Copies of the full text of these decisions and orders are available
in the Public Reference Room of the Office of Hearings and Appeals,
Room 1E-234, Forrestal Building, 1000 Independence Avenue, S.W.,
Washington, D.C. 20585-0107, Monday through Friday, between the hours
of 1:00 p.m. and 5:00 p.m., except federal holidays. They are also
available inEnergy Management: Federal Energy Guidelines, a
commercially published loose leaf reporter system. Some decisions and
orders are available on the Office of Hearings and Appeals World Wide
Web site at http://www.oha.doe.gov.
Dated: September 5, 1996.
George B. Breznay,
Director, Office of Hearings and Appeals.
Appeals
Glen M. Jameson, 5/13/96, VFA-0147
Glen M. Jameson filed an Appeal from a determination issued to him
on March 5, 1996, by the DOE's Oak Ridge Operations Office (Oak Ridge)
in response to a request for information that Mr. Jameson submitted
under the Freedom of Information Act (FOIA). In that determination, Oak
Ridge released the documents Mr. Jameson requested, but withheld
portions on the basis that they were exempt from disclosure pursuant to
Exemption 4 of the FOIA. Mr.
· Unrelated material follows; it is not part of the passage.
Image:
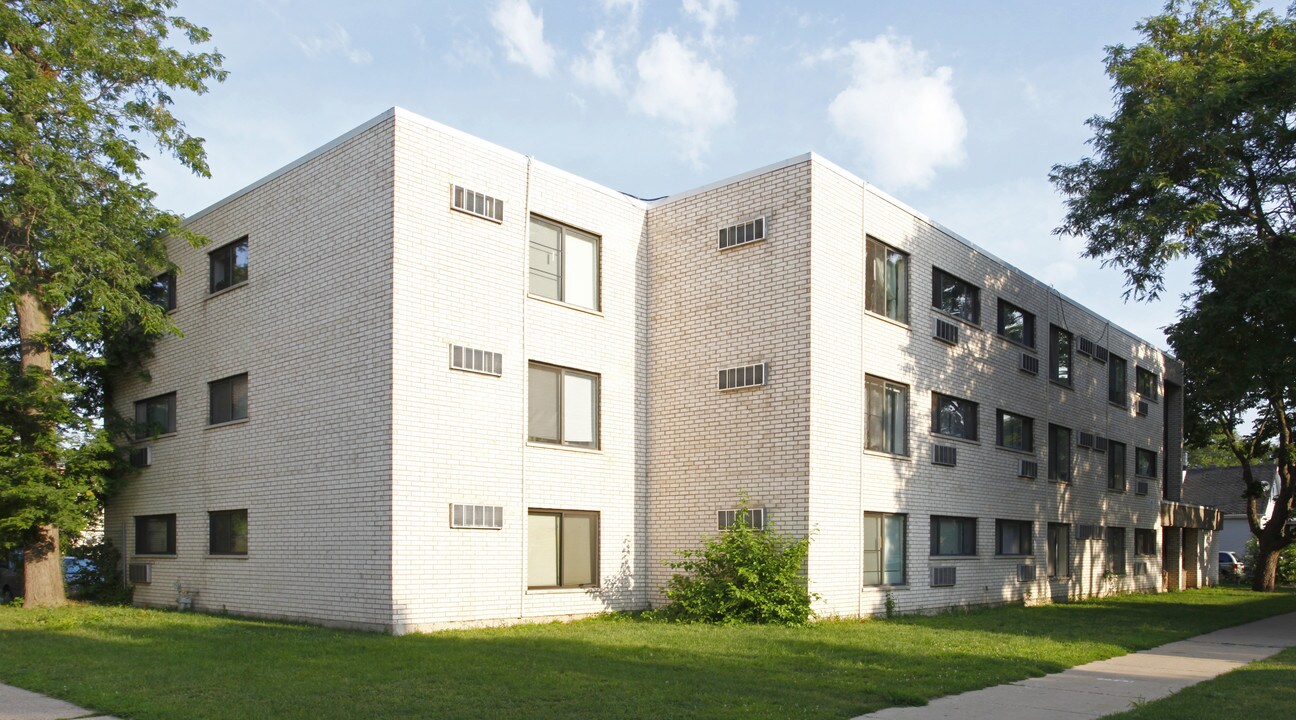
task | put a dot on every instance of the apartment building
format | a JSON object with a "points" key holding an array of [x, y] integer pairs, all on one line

Jameson argued that (i) PAI Corporation,
whose contract and invoices he was requesting, should not have been
permitted to have any input in the response to his request; (ii) the
contract is not a prospective procurement; (iii) DOE procurement has
been greatly curtailed, therefore, PAI is winding down and does not
have a competitive advantage to be protected; (iv) he does not work in
or with anybody in the federal contracting arena, and is in no position
to divulge the information to any of PAI's competitors; and (v) the
information that has been withheld is not privileged or confidential.
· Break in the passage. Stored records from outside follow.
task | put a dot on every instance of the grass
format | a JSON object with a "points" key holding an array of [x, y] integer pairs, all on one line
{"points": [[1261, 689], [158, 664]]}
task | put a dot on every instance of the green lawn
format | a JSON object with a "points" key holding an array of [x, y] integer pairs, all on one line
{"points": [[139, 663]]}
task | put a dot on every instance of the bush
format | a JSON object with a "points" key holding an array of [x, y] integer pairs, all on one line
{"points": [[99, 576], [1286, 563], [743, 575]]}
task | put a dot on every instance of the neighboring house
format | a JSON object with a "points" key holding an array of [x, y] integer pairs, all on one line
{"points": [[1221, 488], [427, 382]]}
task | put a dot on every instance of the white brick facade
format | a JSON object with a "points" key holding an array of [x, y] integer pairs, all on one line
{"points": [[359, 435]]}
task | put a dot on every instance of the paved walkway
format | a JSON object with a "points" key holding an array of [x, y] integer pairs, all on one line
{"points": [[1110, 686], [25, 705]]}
The DOE determined that the withheld information was exempt from
disclosure under Exemption 4, because the information was privileged or
confidential. Furthermore, the DOE indicated that (i) PAI's opportunity
to comment on the releasability of the requested information was
required by Executive Order No. 12,600, (ii) Mr. Jameson's identity and
whether he works in the contracting arena are irrelevant and (iii) even
though more information may be released after a contract is awarded,
the DOE must consider whether Exemption 4 applies. Accordingly, the
Appeal was denied.
James Minter, 5/16/96, VFA-0153
On April 19, 1996, James Minter filed an Appeal from a
determination issued to him on April 3, 1996, by the Director of the
Office of Public Affairs of the (DOE's) Albuquerque Operations Office.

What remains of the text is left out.